The observed change in associated factors is consistent with recent studies based on data from representative cross-sectional studies conducted at various time points. Observations include stabilized or increased scores on depressive symptoms and decreasing trends in alcohol use, anti-social behavior and exposure to violence.11,13,28–30 The observed decline in alcohol use among adolescents also found in other studies12 may be part of broader life-style changes in adolescence, including decrease in aggressive behaviors.30

A substantial increase in self-harm could not be accounted for by changes in well-known correlates. Hence, the role of other, unobserved explanatory factors should be considered in this context. Notably, over the past 20 years, the life-style and living conditions for adolescents in several countries have changed markedly. These changes include the technological development of digital media and the ways in which people spend their leisure time and interact.31 Such changes may well have impacted risks for self-harm, yet it remains to be examined empirically.

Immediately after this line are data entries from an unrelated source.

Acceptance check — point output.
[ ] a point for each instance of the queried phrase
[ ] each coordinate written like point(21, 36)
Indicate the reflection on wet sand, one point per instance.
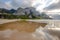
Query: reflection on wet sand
point(28, 31)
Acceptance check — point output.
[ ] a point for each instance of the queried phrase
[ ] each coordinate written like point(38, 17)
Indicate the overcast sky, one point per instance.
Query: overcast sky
point(40, 5)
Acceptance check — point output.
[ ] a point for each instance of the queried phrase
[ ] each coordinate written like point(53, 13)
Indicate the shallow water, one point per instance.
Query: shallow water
point(39, 34)
point(50, 32)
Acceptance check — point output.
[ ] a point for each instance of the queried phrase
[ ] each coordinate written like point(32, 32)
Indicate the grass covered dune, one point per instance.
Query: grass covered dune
point(22, 26)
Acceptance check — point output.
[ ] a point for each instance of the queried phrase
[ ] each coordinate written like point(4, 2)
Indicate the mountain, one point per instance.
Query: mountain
point(55, 16)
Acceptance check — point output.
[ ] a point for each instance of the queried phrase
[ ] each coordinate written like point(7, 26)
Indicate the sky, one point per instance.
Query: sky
point(40, 5)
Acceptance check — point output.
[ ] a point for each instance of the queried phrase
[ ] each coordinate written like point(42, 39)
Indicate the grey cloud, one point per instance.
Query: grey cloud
point(53, 6)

Methodological explanations could also affect the observed increase. The slight difference in measurement may possibly account for some of the observed increase, however, it seems unlikely that this would differ across gender, age and area of dwelling to the extent as observed. It is also possible that the content validity; the ways in which the respondents understand the concept of self-harm has changed over time, and that reliability of self-reports of self-harm has changed, for instance if willingness to report self-harm has increased.26

The large datasets with nationwide samples increase statistical power and generalizability to adolescents living in Norway. The large timespan between the two time points increases the likelihood of observing substantial changes in self-harm and its risk factors over time. Some limitations exist. First, slightly different questions regarding self-harm in the two datasets may have impacted the observed increase. Also the change from ‘pen and paper’ to online questionnaires may have hampered comparability over time, although previous studies have shown that such change in data collection method does not affect data content or data quality.32

In conclusion, a substantial increase in self-harm was observed, and the driving forces behind should be further explored. As self-harm is associated with considerable risk of future suicide, the observation is a strong call for monitoring future suicide rates among young adults. On the other hand, self-harm reported in surveys also comprises experimentation and sub-clinical behavior, and we need to distinguish this from behaviors that warrants treatment. Anyhow, evidence-based universal school-based public health prevention programs exist,33 and should be considered. The Youth Aware of Mental Health Program has showed to prevent suicidal behavior,34 and may also be used to prevent self-harm, but replications and cost-effectiveness evaluations are needed.

Funding

This study was supported by internal funds of the authors’ respective institutions; the National Centre for Suicide Research and Prevention, University of Oslo and the Norwegian Institute of Public Health.

Disclaimer

Information from the ‘Young in Norway’ and ‘Young Data’ made available through NOVA and NSD have been used in this publication. The interpretation and reporting of these data are the sole responsibility of the authors, and no endorsement by NOVA/NSD is intended nor should be inferred.

Conflictsof interest: None declared.

Key points
  • Self-harm among adolescents has increased substantially.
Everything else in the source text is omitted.